“母后,我的荷包做得再好,又有什麼用呢?”李丹若的聲音滿是委屈,“即便父皇賞了宮簪,可是他身上佩戴的,依舊是李菡萏做的荷包。”
“你怎麼知道那是小五做的荷包呢!”皇后不太相信女兒的話,“是小五當著你的面送給你父皇的?”
“那麼醜的荷包,只有李菡萏做得出來。”李丹若不屑地說,“我之前就在女紅課上,看到過她那個未做完的荷包。”
皇后此刻所是真正明白了,昭暉帝這麼高調地賞賜了自己女兒,只怕還有其他意思在裡面。
“母后,父皇偏心的又何止荷包這一件事情。”李丹若想到今天的遭遇,不禁咬牙切齒,“我今日在父皇的偏殿等了許久,
我原以為父皇是在忙正事,其實根本不是。當時父皇和李菡萏從偏殿門前走過的時候,我想跟上去了,多虧了嬤嬤拉住了我。”
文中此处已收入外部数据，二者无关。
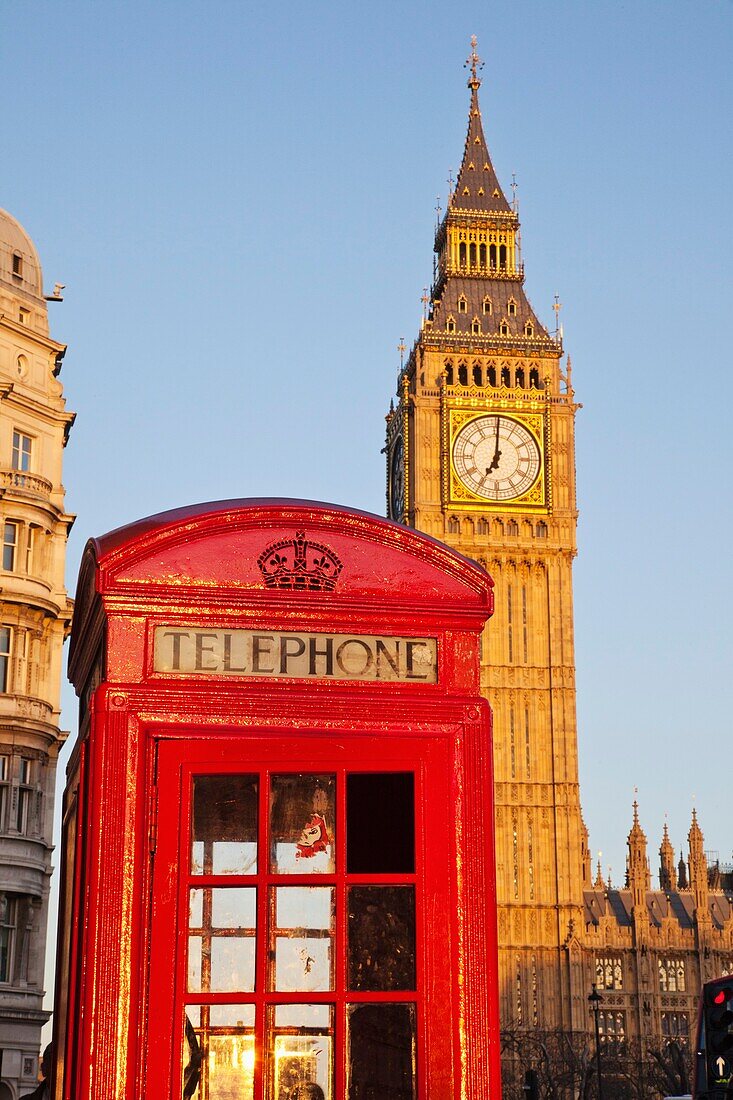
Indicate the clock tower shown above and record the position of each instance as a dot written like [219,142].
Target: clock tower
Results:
[480,453]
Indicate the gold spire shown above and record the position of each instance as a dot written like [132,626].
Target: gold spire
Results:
[474,63]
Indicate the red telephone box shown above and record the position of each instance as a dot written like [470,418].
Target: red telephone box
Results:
[277,854]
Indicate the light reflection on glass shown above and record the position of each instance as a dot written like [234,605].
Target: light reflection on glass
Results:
[218,1052]
[302,1051]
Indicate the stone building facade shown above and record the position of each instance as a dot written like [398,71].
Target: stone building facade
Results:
[34,617]
[480,453]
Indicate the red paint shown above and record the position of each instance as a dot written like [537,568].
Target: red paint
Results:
[146,735]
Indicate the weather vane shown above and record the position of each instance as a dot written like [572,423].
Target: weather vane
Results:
[474,63]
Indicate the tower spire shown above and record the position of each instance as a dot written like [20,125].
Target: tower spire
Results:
[478,186]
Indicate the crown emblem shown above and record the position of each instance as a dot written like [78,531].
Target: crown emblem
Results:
[299,564]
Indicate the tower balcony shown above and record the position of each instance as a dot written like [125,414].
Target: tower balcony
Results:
[22,483]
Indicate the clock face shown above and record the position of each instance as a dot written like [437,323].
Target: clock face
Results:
[496,458]
[397,480]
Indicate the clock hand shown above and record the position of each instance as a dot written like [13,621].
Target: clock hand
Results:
[498,453]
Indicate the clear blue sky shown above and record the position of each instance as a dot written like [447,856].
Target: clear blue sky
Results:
[240,202]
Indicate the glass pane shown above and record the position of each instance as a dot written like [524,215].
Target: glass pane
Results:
[301,1044]
[303,937]
[381,1052]
[221,937]
[381,938]
[218,1052]
[381,823]
[302,821]
[225,825]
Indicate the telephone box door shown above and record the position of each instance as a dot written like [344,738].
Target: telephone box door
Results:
[301,941]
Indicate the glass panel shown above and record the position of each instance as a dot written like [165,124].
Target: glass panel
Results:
[381,938]
[301,1043]
[218,1052]
[381,1052]
[225,825]
[302,821]
[221,930]
[381,823]
[303,936]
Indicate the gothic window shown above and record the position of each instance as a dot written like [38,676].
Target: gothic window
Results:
[515,855]
[676,1026]
[9,546]
[24,795]
[609,972]
[6,648]
[671,976]
[4,789]
[30,543]
[22,451]
[8,927]
[612,1027]
[524,623]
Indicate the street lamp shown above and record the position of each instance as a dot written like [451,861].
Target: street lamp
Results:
[594,1000]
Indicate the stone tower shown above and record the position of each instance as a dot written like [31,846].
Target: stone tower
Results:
[481,454]
[34,616]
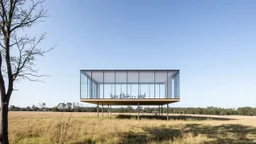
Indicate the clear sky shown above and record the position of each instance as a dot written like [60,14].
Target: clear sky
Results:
[211,42]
三公主的奶嬤嬤聽她說起自己剛剛做的事情,幾乎是條件反射般地跪了下來,不管是出於什麼原因,她的行為往大里說那就是死罪。
“嬤嬤不必如此害怕。”皇后看她跪下就出聲安慰,“本宮知道你也是為了榴娘好,否則貿然衝上去,只怕這會兒已得了皇上厭棄了。”
“老奴越矩了。”奶嬤嬤只敢領罪不敢表功。
“你先下去吧!我們娘倆兒說說貼己話。”皇后笑著擺了擺手,讓奶嬤嬤先行退下。
“母后,嬤嬤是為了我好。”李丹若從皇后眼裡看出了怒氣,“她的做法是有些欠妥,但是總歸心是好的。”
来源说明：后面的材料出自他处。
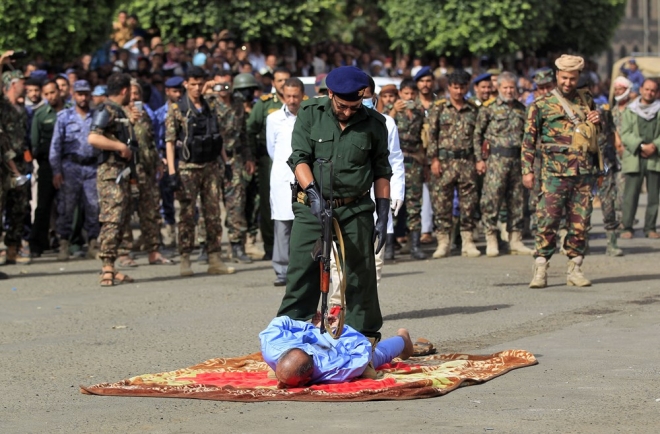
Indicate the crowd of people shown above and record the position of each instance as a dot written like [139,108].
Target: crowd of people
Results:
[141,123]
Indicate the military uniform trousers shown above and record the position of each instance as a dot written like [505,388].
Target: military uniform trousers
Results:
[633,188]
[206,183]
[148,198]
[234,197]
[459,174]
[414,193]
[502,185]
[303,293]
[78,190]
[16,204]
[46,193]
[569,197]
[607,192]
[114,209]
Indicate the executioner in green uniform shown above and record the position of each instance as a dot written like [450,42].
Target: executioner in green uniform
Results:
[338,128]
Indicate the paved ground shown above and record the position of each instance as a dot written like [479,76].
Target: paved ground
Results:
[598,348]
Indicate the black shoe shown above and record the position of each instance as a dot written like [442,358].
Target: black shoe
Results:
[415,246]
[238,254]
[389,247]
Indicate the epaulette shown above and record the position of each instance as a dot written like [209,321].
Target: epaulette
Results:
[376,115]
[489,101]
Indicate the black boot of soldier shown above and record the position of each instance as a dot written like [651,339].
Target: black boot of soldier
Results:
[238,254]
[416,247]
[389,247]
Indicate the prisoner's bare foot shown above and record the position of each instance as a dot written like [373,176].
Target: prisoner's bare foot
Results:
[408,347]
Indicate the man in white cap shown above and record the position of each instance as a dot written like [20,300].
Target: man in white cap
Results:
[568,170]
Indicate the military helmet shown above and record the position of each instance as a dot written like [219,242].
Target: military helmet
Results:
[245,81]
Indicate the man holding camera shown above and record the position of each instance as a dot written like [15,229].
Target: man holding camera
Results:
[192,131]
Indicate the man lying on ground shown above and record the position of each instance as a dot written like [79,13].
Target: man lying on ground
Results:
[300,355]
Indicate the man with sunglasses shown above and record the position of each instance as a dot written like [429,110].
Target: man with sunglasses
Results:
[338,128]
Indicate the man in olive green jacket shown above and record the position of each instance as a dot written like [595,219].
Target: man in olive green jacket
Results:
[640,134]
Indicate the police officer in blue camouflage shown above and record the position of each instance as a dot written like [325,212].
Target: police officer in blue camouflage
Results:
[173,89]
[74,164]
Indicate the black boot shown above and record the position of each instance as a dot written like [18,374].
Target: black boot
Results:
[389,247]
[238,254]
[415,247]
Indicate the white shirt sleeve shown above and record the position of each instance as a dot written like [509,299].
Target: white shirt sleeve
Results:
[271,133]
[398,180]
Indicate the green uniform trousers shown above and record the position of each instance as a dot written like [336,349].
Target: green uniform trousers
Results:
[632,189]
[303,292]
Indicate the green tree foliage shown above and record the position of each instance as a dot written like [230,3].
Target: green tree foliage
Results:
[501,26]
[57,29]
[304,21]
[585,26]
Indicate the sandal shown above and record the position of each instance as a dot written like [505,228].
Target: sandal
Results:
[423,347]
[123,278]
[126,262]
[161,260]
[105,280]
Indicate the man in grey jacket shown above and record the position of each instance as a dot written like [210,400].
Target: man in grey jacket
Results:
[640,134]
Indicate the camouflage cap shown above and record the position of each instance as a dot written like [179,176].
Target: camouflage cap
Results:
[9,76]
[544,76]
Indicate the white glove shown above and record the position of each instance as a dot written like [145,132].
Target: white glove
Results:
[396,206]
“心是好的,可是沒有手段就只能任人宰割。”皇后淡淡說道,“我知你信任她,可是她保護不了你,以後讓嚴嬤嬤跟著你吧!只有熟知規矩的人,才能讓規矩為你所用。”
“那。”李丹若未盡之言,是想替自己的奶嬤嬤求個恩典。
“榮養了吧!”皇后一句話就決定了一個人的下場。
皇后的動作很快,三公主李丹若還沒有回到自己殿閣的時候,這個奶嬤嬤就被人帶走了,接替她位置的就是李丹若的教養嬤嬤——嚴嬤嬤。
嚴嬤嬤在李丹若身邊一直不得重用,一開始她還著教養嬤嬤的名頭倒也過得還好,可是等三公主去了皇家書院以後,她基本上屬於被棄用了。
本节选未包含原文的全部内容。